1. Introduction
The cyber security toolkit (CyberSecTK) is a simple Python library for preprocessing and feature extraction of cyber-security-related data. As the digital universe expands, more and more data need to be processed using automated approaches. For instance, the statistics [
1] show a rapid growth in internet of things (IoT) devices. Currently, there are over 12 billion devices that can connect to the internet, and it was predicted to reach 14.2 billion in 2019. According to the publication announcement on the Worldwide Semiannual Internet of Things Spending Guide forecast [
2], a 13.6% compound annual growth rate (CAGR) is expected over the 2017–2022 period with an estimated investment of 1.2 trillion US dollars by 2022. The proliferation of the IoT will lead to new challenges in the near future. According to [
1], the growth of IoT devices usage will lead to an important problem, which will make it difficult for smart environment operators to ascertain IoT devices within their networks and monitor their operations. The Mirai botnet [
3] is an example of risks to IoT devices. This denial of service attack is a wake-up call to the IoT industry, which is possible if IoT devices are not secured. Security of IoT devices, in this example, will be key. GHOST [
4], an EU Horizon 2020 Research and Innovation funded project, develops an architecture to safeguard home IoT environments with personalized real-time risk control measures to mitigate cyber security events. The system modules a network and data flow analysis (NDFA) to build a profile builder (PB) based on network activities, which in turn notifies a risk engine (RE) to act in order to secure the smart-home IoT ecosystem. Abnormal behavior detection is one of the crucial components in our daily life interaction with IoT environments and devices.
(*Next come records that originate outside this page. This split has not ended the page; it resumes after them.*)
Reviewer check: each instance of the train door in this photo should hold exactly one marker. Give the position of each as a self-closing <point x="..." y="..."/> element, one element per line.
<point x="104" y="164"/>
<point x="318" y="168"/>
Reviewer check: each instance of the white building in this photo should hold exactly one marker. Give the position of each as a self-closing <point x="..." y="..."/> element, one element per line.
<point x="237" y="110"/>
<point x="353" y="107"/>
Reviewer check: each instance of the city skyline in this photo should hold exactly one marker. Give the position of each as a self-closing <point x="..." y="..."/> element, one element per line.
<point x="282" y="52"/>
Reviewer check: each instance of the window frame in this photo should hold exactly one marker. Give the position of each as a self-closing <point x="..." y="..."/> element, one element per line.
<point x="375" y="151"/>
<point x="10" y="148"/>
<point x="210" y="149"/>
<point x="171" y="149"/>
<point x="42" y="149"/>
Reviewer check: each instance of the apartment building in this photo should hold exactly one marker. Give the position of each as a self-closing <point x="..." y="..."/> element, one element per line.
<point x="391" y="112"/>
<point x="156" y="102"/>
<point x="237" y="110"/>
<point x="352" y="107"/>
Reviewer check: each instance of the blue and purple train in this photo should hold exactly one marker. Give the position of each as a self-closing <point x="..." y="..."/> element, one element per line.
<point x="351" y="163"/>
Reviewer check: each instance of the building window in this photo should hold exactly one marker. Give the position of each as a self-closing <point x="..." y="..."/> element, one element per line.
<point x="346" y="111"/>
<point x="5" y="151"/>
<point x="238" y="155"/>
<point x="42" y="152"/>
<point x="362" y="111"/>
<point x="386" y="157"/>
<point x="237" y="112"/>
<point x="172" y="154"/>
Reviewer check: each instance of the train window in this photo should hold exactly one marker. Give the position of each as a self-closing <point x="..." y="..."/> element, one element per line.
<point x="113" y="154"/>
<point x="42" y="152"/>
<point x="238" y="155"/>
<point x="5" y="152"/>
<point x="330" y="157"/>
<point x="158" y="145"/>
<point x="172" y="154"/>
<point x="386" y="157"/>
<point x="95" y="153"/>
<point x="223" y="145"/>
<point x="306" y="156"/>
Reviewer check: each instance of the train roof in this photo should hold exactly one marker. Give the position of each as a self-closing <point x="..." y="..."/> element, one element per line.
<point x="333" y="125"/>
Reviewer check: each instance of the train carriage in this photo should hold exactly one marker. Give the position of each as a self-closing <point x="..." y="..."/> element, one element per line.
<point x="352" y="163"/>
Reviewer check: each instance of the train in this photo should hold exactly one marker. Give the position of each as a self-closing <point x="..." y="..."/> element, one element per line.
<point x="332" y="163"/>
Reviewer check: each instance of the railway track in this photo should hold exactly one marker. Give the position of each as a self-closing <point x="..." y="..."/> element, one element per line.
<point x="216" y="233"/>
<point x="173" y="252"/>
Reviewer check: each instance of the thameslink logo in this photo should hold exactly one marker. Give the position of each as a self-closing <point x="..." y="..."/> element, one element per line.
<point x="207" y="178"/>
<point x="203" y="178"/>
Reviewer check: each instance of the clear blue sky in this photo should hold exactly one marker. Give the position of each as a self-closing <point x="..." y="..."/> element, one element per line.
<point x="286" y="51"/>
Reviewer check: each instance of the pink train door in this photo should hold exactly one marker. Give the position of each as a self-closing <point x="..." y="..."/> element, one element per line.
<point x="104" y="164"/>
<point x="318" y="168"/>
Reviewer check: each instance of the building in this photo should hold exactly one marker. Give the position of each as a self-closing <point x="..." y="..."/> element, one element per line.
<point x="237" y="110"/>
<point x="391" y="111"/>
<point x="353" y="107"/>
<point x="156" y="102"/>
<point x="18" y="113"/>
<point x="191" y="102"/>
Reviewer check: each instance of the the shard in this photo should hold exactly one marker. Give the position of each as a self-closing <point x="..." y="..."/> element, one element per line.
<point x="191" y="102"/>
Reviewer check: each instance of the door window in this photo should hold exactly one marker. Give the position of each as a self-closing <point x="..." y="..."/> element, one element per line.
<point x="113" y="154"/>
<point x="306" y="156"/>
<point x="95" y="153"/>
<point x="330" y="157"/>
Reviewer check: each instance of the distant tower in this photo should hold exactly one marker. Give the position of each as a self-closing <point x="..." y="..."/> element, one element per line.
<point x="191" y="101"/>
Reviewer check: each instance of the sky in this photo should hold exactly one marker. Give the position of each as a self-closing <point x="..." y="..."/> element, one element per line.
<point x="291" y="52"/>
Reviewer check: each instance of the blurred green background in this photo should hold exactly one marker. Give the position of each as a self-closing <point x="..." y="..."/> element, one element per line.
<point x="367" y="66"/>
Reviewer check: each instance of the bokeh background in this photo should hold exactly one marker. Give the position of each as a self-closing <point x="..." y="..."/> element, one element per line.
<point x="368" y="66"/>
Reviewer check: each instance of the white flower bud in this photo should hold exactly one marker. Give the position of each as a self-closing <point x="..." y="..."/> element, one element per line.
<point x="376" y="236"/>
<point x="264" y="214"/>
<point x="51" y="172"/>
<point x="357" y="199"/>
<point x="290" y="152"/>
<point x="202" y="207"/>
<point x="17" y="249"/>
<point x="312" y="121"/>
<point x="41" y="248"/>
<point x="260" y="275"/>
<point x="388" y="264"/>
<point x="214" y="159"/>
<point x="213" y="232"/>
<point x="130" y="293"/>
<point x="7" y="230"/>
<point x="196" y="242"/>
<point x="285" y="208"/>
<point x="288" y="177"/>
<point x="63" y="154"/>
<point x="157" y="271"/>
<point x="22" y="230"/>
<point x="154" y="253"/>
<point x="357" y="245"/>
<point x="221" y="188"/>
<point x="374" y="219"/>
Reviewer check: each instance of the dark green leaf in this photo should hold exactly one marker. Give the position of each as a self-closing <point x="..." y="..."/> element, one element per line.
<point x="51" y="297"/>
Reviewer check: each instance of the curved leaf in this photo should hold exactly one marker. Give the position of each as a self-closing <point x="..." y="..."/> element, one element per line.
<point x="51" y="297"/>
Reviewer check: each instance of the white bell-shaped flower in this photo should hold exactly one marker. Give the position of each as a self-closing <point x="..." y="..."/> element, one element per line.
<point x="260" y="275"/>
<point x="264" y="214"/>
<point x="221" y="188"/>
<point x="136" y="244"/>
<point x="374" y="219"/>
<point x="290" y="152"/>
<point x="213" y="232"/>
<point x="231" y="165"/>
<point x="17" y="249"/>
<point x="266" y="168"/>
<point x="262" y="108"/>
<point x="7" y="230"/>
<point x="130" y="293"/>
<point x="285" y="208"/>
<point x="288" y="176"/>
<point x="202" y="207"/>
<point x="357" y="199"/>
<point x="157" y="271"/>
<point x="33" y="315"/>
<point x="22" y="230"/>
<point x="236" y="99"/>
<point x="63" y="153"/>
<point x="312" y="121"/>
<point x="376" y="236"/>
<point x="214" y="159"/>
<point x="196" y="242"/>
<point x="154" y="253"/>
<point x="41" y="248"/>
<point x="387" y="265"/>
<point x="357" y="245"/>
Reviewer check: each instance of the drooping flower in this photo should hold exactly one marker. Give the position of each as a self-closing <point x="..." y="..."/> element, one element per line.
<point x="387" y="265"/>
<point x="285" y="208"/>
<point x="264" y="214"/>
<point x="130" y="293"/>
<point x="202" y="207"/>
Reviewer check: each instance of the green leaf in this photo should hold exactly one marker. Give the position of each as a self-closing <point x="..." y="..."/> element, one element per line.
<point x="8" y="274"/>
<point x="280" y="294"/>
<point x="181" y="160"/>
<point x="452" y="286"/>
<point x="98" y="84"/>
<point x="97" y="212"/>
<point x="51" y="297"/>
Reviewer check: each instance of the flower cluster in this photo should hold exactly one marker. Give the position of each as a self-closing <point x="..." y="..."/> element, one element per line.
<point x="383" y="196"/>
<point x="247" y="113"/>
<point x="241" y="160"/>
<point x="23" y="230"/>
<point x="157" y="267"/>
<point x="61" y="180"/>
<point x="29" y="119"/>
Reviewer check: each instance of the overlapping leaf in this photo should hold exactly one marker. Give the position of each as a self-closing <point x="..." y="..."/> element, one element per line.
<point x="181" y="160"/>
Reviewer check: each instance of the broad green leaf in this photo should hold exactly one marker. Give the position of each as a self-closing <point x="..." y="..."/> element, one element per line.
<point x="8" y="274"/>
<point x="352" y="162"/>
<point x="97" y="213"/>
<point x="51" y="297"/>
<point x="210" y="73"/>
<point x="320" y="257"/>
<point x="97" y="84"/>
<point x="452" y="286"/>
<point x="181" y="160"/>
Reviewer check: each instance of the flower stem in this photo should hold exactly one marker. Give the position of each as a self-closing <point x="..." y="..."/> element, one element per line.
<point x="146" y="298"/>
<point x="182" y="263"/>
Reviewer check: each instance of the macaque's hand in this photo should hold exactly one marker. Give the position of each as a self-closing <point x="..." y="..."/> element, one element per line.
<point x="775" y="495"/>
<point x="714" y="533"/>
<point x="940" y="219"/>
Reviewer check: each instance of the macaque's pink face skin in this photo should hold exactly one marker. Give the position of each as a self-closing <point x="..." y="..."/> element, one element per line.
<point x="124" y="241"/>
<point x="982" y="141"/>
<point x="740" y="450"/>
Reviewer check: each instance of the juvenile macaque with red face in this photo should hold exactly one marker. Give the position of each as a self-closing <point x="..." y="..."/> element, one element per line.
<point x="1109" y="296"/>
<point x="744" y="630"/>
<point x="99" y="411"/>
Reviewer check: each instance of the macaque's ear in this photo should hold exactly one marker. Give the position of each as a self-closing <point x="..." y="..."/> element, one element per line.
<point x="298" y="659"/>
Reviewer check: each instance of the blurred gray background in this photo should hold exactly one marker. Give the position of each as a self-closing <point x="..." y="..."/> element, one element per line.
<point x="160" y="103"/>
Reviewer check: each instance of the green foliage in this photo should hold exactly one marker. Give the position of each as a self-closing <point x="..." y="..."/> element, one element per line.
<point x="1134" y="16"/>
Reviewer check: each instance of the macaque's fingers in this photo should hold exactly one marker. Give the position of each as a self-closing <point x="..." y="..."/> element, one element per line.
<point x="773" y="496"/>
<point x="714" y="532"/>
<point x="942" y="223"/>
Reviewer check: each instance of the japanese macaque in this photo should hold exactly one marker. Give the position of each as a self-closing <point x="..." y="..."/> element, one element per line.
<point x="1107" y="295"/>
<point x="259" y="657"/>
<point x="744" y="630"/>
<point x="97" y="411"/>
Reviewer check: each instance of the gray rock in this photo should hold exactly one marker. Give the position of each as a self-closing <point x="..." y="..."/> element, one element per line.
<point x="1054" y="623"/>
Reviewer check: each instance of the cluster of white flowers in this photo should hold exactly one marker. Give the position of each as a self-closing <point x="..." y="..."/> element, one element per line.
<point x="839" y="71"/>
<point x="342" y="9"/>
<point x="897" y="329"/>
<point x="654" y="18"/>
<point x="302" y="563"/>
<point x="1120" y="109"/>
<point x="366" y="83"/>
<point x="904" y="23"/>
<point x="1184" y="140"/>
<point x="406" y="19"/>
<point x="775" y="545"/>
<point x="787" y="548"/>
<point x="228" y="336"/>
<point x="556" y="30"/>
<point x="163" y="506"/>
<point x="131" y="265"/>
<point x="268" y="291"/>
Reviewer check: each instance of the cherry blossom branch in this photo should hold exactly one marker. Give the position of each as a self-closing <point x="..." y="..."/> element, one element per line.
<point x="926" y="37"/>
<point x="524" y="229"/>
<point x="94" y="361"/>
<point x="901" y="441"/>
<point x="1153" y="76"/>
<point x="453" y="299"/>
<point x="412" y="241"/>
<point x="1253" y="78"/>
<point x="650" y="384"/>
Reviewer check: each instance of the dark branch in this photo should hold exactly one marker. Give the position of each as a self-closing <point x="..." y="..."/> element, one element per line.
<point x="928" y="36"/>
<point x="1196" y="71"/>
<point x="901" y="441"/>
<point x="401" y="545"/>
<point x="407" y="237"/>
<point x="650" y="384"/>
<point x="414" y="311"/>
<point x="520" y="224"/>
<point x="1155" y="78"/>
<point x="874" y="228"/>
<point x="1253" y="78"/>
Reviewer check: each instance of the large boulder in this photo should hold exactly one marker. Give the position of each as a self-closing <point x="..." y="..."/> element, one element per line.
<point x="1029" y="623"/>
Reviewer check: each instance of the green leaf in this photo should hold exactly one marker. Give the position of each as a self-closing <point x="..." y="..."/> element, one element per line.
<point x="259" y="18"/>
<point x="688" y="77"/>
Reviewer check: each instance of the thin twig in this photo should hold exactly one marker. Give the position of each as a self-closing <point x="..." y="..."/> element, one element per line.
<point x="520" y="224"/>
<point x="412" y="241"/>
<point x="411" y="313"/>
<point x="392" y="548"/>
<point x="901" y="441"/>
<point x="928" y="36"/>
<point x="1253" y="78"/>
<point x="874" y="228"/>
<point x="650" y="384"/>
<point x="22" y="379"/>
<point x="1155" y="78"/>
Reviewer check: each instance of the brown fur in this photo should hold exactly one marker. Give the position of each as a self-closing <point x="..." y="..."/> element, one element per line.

In recent years, cyber security professionals have seen opportunities to use machine learning (ML) approaches to help process and analyze their data. The challenge is that cyber security experts do not have necessary artificial intelligence (AI) trainings to apply ML techniques to their problems. One key aspect is that they do not know how to extract features from cyber-security-related data and to preprocess a data set for ML applications. According to He et al. [
5], a deep learning approach is more efficient to analyze the IoT device network traffic within an edge computing environment. The edge computing helps to scale down the size of intermediate data, which is smaller in size compared to input data resulting from efficient feature extraction. An effective AI system trains to learn techniques based on its featured data set. Data preprocessing and feature selection are the steppingstones in ML techniques. Tohari et al. [
6] developed a technique based on a combined correlation-based features selection (CFS) technique and particle swarm optimization (PSO) to perform feature selection. The model was designed to analyze the network traffic for intrusion detection systems (IDSs) and achieve high-accuracy prediction. The goal of this library is to help bridge this gap. In particular, we proposed the development of a toolkit in Python that can process the most common types of cyber security data. This will help cyber experts to implement a basic ML pipeline from beginning to end. The proposed research work is our first attempt to achieve this goal. The presented toolkit is a suite of program modules, data sets, and tutorials on YouTube [
7], supporting research and teaching in cyber security and defense.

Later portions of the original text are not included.